Facebook to severely wound LinkedIn and foursquare?
Why do folk use Facebook? To look at photographs of their friends, to connect, to chat, to interact with people (and brands), to establish relationships, to provide an identity for themselves, and yes, to do business too.
Why do folk use LinkedIn? To look at profiles of their colleagues, would-be colleagues, to establish relationships, to provide an identity for themselves.
These are all social networks. They all let me engage with others, with LinkedIn having a more business orientation, with Foursquare having location orientation, and Facebook having a bit of everything. At the heart of all of these are (simple) relationships.
Facebook on LinkedIn
Facebook is the elephant of course, though LinkedIn is reasonably sizeable too. But Facebook has the relationships. Not all of the business ones, not yet, but announcements like this may change some of that:
BranchOut launched this evening, a new Facebook application that makes career networking a snap. The application unlocks massive amounts of career data about my friends and friends of friends that was just impossible to get to before.

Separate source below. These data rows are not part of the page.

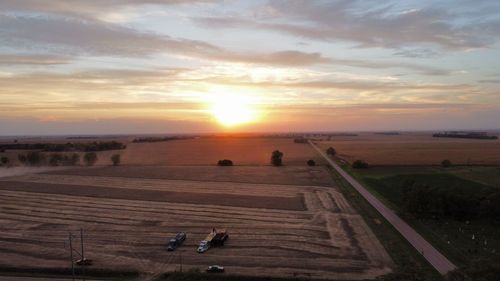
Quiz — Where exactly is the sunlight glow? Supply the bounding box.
[210,93,257,127]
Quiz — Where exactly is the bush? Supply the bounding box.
[271,150,283,166]
[326,146,337,156]
[83,152,97,166]
[441,159,452,168]
[352,160,368,169]
[217,159,233,166]
[111,154,121,166]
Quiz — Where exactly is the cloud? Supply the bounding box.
[193,0,500,50]
[0,15,336,66]
[0,14,218,56]
[0,0,213,19]
[0,54,72,65]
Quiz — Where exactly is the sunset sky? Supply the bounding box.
[0,0,500,135]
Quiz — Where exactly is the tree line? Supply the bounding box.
[0,141,127,152]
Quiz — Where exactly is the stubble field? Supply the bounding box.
[0,139,393,280]
[318,133,500,165]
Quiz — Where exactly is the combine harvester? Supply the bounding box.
[197,228,229,253]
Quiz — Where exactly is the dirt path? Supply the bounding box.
[309,142,456,275]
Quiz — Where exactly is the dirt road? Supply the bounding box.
[309,141,456,275]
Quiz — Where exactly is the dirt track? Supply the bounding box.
[0,167,392,279]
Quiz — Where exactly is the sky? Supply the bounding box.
[0,0,500,135]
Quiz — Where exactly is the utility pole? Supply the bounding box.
[179,252,182,273]
[80,228,85,281]
[69,232,75,281]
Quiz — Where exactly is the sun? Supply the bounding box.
[210,94,256,127]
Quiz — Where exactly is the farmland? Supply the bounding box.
[318,133,500,166]
[0,167,392,279]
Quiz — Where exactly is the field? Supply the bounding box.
[122,137,320,166]
[0,137,323,166]
[318,133,500,165]
[345,166,500,267]
[0,167,392,280]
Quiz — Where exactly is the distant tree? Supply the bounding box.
[326,146,337,156]
[352,160,368,169]
[49,153,64,166]
[441,159,452,168]
[0,156,10,166]
[271,150,283,166]
[83,152,97,166]
[63,153,80,166]
[26,151,45,166]
[293,137,307,143]
[307,159,316,166]
[217,159,233,166]
[17,154,28,165]
[111,154,121,166]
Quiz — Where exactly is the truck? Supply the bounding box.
[197,228,229,253]
[167,232,186,251]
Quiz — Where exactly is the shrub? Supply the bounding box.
[326,146,337,156]
[271,150,283,166]
[83,152,97,166]
[441,159,452,168]
[217,159,233,166]
[352,160,368,169]
[111,154,121,166]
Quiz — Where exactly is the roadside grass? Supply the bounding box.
[322,167,444,281]
[342,162,500,268]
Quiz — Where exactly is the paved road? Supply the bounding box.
[309,141,456,275]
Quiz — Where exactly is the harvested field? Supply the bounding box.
[0,167,392,280]
[0,137,324,166]
[122,137,321,166]
[318,133,500,165]
[46,166,333,186]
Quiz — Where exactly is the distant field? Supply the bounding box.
[350,166,500,266]
[318,133,500,165]
[0,137,323,166]
[0,169,392,280]
[47,166,333,186]
[357,166,500,188]
[123,137,320,166]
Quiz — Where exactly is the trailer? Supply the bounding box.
[197,228,229,253]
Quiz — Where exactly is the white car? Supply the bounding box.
[197,240,208,253]
[207,265,224,273]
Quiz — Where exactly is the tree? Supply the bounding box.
[111,154,121,166]
[441,159,452,168]
[0,156,9,166]
[49,153,64,166]
[17,154,28,165]
[64,153,80,166]
[326,146,337,156]
[26,151,45,166]
[352,160,368,169]
[217,159,233,166]
[83,152,97,166]
[271,150,283,166]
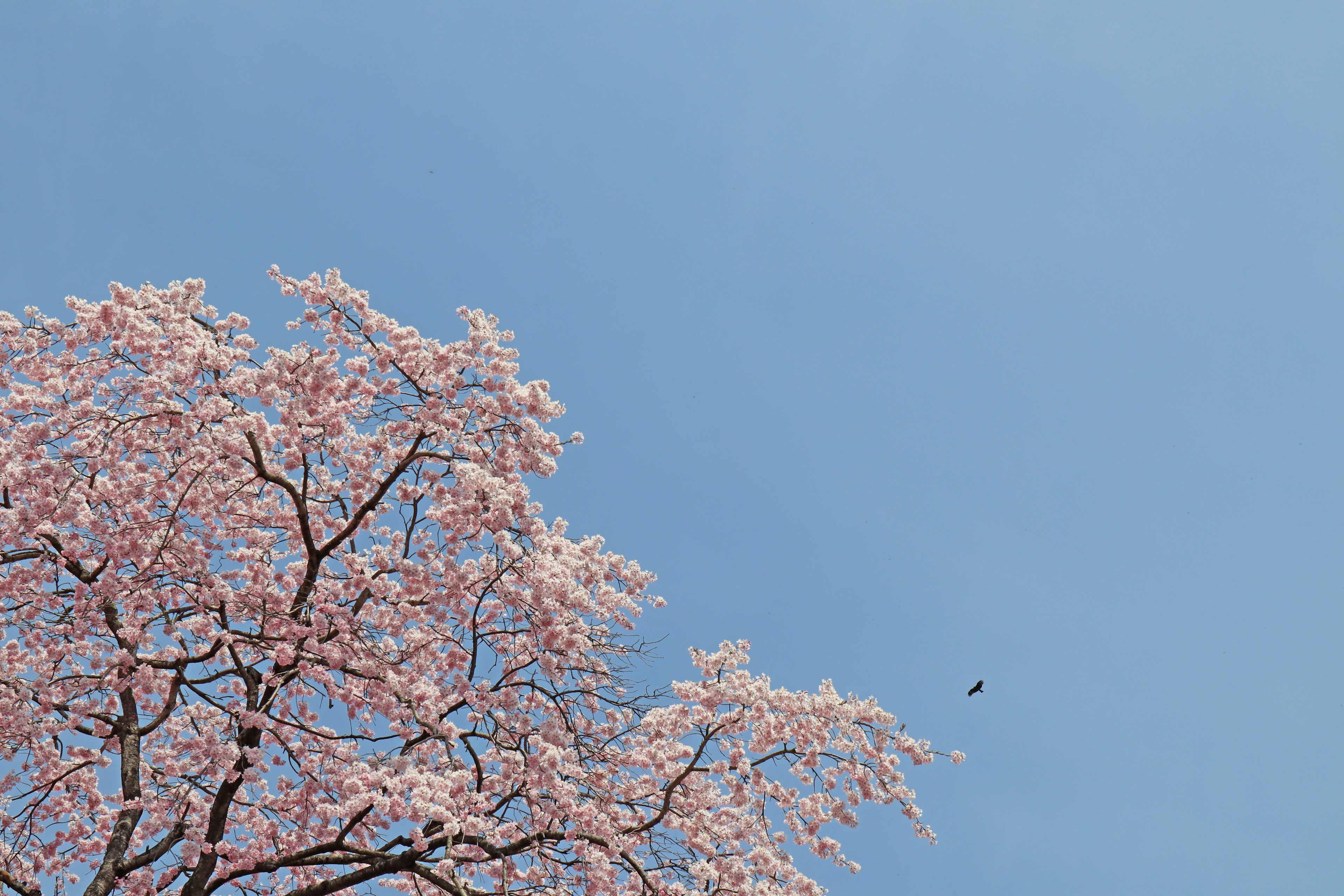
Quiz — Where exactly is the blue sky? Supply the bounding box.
[0,3,1344,895]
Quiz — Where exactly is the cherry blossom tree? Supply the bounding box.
[0,267,962,896]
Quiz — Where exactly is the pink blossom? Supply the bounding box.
[0,269,965,896]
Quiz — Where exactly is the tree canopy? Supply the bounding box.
[0,267,962,896]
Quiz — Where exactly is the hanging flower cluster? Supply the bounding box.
[0,269,962,896]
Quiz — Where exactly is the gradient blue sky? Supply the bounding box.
[0,1,1344,896]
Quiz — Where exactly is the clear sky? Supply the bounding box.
[0,0,1344,896]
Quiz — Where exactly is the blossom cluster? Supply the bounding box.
[0,269,964,896]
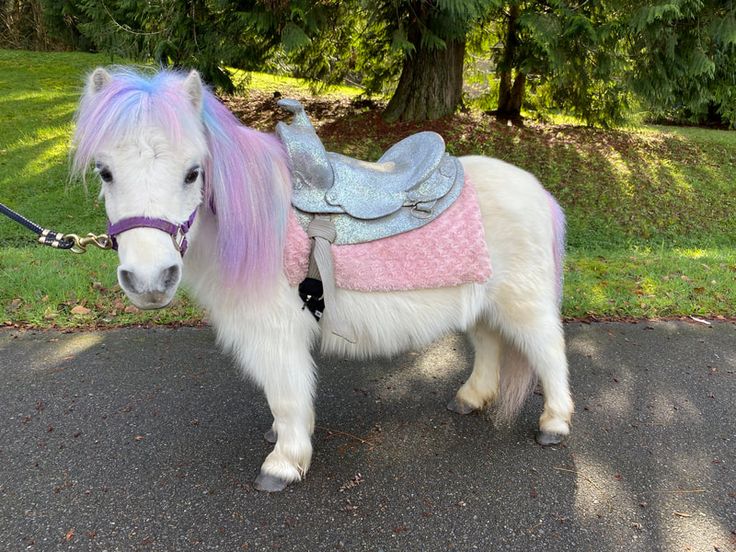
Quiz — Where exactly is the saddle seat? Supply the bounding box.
[276,100,465,244]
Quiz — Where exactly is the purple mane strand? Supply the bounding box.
[72,69,291,288]
[202,92,291,287]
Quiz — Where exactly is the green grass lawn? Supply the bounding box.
[0,50,736,328]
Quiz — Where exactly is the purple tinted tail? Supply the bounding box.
[547,192,565,305]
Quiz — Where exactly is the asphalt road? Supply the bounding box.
[0,322,736,552]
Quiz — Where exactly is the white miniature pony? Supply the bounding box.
[73,68,573,491]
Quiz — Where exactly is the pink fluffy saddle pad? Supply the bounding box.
[284,178,491,291]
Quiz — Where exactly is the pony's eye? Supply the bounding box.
[184,167,199,184]
[95,165,112,184]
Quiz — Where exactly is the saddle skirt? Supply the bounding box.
[284,181,492,291]
[276,99,464,244]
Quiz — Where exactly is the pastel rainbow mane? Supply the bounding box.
[72,68,291,286]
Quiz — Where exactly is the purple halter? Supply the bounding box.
[107,209,197,257]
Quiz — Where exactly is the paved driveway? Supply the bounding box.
[0,322,736,552]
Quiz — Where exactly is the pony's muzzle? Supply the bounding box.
[118,264,181,310]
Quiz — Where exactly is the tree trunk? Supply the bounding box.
[383,32,465,122]
[496,4,526,121]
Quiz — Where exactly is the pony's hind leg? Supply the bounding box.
[447,322,502,414]
[514,317,574,446]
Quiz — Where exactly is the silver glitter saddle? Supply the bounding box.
[276,99,465,244]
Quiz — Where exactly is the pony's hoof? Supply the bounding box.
[253,472,289,493]
[447,397,475,416]
[534,430,565,447]
[263,428,276,445]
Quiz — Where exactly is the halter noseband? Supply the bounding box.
[107,209,197,257]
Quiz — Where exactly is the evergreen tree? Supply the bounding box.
[630,0,736,126]
[486,0,628,125]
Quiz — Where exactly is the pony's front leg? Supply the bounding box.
[254,362,314,492]
[233,336,315,492]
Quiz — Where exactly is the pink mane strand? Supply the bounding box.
[72,69,291,288]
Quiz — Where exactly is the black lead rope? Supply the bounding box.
[0,203,112,253]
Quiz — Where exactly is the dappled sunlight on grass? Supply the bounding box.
[563,247,736,318]
[674,248,711,259]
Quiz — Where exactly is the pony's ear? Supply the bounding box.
[87,67,112,94]
[184,69,204,113]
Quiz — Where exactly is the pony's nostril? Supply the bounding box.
[118,268,139,293]
[161,265,181,290]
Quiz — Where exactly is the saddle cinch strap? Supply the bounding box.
[276,99,465,341]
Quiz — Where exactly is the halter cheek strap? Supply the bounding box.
[107,209,197,257]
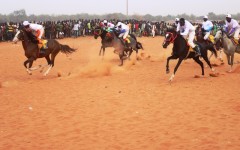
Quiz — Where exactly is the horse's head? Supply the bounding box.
[162,30,177,48]
[94,27,102,39]
[13,30,24,43]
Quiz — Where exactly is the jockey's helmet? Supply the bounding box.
[175,18,179,24]
[203,16,208,21]
[226,14,232,22]
[23,21,30,28]
[179,18,185,26]
[103,20,107,26]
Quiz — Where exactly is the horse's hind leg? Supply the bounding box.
[193,57,204,76]
[166,55,177,74]
[43,52,58,76]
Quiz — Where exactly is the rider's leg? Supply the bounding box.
[233,28,240,44]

Search on a company name and see which of your Facebook friends work there (or used to). If those friends have installed the app, you can also see how many of their friends have worked at that company. You can then reach out to them for an introduction if you like.
Facebook on Foursquare
Similarly, while Foursquare is king of the block, Facebook has more of the relationships. If they add location, as promised by the following article, well....
Information has leaked that Facebook is set to roll out location-based features for users and brands as soon as this month. According to Advertising Age, users could see location options any day now.
These features include the ability to check in at various locations, including retail spots and restaurants. We’re unclear as to whether users will be able to add or customize their own locations, but we are fairly positive that this move will put Foursquare, Brightkite, Gowalla and other location-based services in an uncomfortable position.
The Power is in the Network
Network effects make these things useful. I installed BranchOut and found it somewhat useful, even though none of my friends are on it. (If a friend doesn't join, you don't get "friend of a friend" data). If Facebook records our business data with a semantic edge, as they're doing with Like buttons, movies and IMDB for example (when you Like a movie on IMDB, Facebook notes that you liked it, but also notes that it's a "movie" and not just a "page" on the internet), then what's to stop it swallowing LinkedIn?
Likewise, if they add location check-in, Facebook will immediately be more useful (to me) than Foursquare - the more people who use it (and there are more on Facebook) the better. Network effects.
I don't know how you can compete in the face of a monopoly on our social graph. We need competition, but the right now the power is in the network, and we don't own it.